Dijelaskan dalam kitab Safinatun Naja karangan Syekh Salim Ibn Sumai Al-Hadrami dalam bab hal-hal yang membatalkan shalat:

فصل) تبطل الصلاة بأربع عشرة خصلة: بالحدث، وبوقوع النجاسة إن لم تلق حالا من غير حمل، وانكشاف العورة إن لم تستر حالا، والنطق بحرفين أو حرف مفھم عمدا، وبالمفطر عمدا، والأكل الكثير ناسيا، أوثلاث حركات متواليات ولو سھوا، والوثبة الفاحشة والضربة المفرطة، وزيادة ركن فعلي عمدا، والتقدم على إمامه بركنين فعليين، والتخلف بھما بغيرعذر، ونية قطع الصلاة وتعليق قطعھا بشيء، والتردد في قطعھا

Pasal: hal-hal yang membatalkan shalat ada 14: 
1. Berhadats (seperti kencing dan buang air besar)
2. Terkena najis, jika tidak dihilangkan seketika, tanpa dipegang atau diangkat (dengan tangan atau selainnya).
3. Aurat terbuka kecuali bila langsung ditutup.
4. Mengucapkan dua huruf atau satu huruf yang dapat difahami
5. Mengerjakan sesuatu yang membatalkan puasa dengan sengaja
6. Makan yang banyak sekalipun lupa
7. Bergerak dengan tiga gerakan berturut-turut sekalipun lupa
8. Melompat yang luas
9. Memukul yang keras
10. Menambah rukun yang bersifat fi’liyah secara sengaja
11. Mendahului imamnya dengan 2 rukun yang bersifat fi’liyah
12. Tertinggal imam dengan dua rukun yang bersifat fi’liyah tanpa adanya udzur
13. Niat membatalkan dan menggantungkan sholat karena suatu hal (misal, niat jika turun hujan akan membatalkan sholat) dan
14. Mensyaratkan berhenti sholat dengan sesuatu dan ragu dalam memberhentikannya.
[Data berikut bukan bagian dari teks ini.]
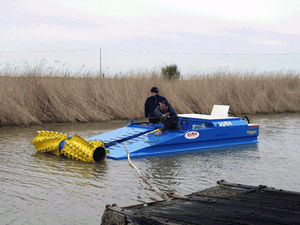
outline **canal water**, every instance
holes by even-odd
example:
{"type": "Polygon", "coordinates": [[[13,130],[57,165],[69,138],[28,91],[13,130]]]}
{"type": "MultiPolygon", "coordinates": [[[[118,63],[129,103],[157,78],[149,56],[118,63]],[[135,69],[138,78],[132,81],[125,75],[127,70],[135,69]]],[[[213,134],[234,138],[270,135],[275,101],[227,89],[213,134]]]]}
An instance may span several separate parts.
{"type": "MultiPolygon", "coordinates": [[[[300,114],[250,118],[260,124],[259,143],[132,159],[162,191],[190,194],[216,181],[300,191],[300,114]]],[[[84,138],[128,121],[0,128],[0,224],[100,224],[106,204],[160,199],[127,160],[89,164],[36,153],[37,130],[84,138]]]]}

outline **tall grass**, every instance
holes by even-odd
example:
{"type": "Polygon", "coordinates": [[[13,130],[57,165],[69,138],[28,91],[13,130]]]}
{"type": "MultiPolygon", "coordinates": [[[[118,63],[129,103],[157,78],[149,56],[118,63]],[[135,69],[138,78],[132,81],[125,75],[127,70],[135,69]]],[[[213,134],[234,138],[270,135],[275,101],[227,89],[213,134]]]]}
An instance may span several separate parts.
{"type": "Polygon", "coordinates": [[[152,86],[177,113],[209,114],[214,104],[237,114],[300,112],[300,76],[277,74],[200,74],[165,80],[154,73],[110,78],[0,73],[0,125],[141,119],[152,86]]]}

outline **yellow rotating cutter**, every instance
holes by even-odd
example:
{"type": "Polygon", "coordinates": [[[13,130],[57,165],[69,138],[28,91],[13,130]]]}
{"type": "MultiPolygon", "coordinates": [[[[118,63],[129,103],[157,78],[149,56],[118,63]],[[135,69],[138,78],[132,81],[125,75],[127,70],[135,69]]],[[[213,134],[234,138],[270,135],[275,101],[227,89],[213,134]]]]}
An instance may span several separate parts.
{"type": "Polygon", "coordinates": [[[108,153],[103,141],[86,141],[79,136],[71,137],[53,131],[38,131],[31,144],[38,152],[64,155],[84,162],[105,162],[108,153]]]}

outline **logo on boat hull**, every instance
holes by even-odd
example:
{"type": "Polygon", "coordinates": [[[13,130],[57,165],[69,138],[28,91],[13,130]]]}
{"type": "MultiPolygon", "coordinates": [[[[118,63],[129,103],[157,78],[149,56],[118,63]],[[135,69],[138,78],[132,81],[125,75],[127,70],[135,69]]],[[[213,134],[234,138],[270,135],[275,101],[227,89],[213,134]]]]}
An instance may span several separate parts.
{"type": "Polygon", "coordinates": [[[219,127],[229,127],[232,126],[232,123],[230,121],[224,121],[224,122],[218,122],[219,127]]]}
{"type": "Polygon", "coordinates": [[[200,134],[197,131],[189,131],[184,135],[184,137],[186,139],[196,139],[197,137],[199,137],[199,135],[200,134]]]}

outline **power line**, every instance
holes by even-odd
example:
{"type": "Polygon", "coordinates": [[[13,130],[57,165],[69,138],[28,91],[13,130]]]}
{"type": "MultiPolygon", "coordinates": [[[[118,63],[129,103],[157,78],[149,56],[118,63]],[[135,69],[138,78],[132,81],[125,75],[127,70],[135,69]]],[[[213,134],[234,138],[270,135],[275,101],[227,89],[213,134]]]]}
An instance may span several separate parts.
{"type": "MultiPolygon", "coordinates": [[[[188,51],[149,51],[149,50],[131,50],[131,49],[110,49],[101,48],[102,51],[115,51],[127,53],[145,53],[145,54],[185,54],[185,55],[206,55],[206,56],[288,56],[300,55],[299,53],[208,53],[208,52],[188,52],[188,51]]],[[[93,49],[54,49],[54,50],[0,50],[0,53],[58,53],[58,52],[84,52],[84,51],[99,51],[99,48],[93,49]]]]}
{"type": "Polygon", "coordinates": [[[188,54],[188,55],[299,55],[299,53],[208,53],[208,52],[184,52],[184,51],[148,51],[148,50],[128,50],[128,49],[102,49],[105,51],[153,53],[153,54],[188,54]]]}
{"type": "Polygon", "coordinates": [[[99,49],[56,49],[56,50],[3,50],[1,53],[35,53],[35,52],[84,52],[95,51],[99,49]]]}

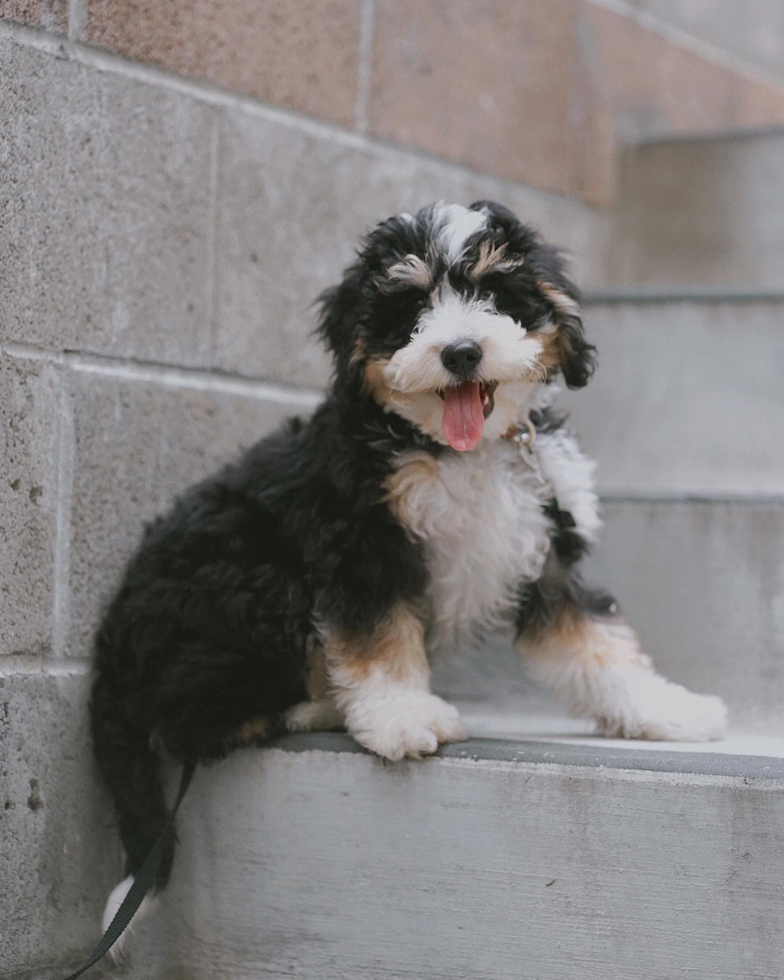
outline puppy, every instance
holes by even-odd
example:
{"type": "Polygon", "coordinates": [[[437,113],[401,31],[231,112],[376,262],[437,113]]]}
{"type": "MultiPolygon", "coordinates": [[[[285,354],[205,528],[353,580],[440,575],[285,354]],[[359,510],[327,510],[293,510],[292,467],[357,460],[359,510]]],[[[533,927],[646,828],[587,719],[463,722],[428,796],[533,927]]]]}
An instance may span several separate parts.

Baca Juga: Syarat dan Rukun Shalat yang Wajib Diketahui

Dalam kitab Fathul Qorib dijelaskan bahwa salah satu hal yang membatalkan shalat adalah gerakan yang dilakukan secara terus menerus:

(والعمل الكثير)
المتوالي كثلاث خطوات عمداً كان ذلك أو سهواً، أما العمل القليل فلا تبطل الصلاة به

"Gerakan yang banyak dan terus menerus seperti tiga jangkahan, dengan sengaja ataupun lupa. Sedangkan gerakan badan yang sedikit, maka tidak sampai membatalkan sholat"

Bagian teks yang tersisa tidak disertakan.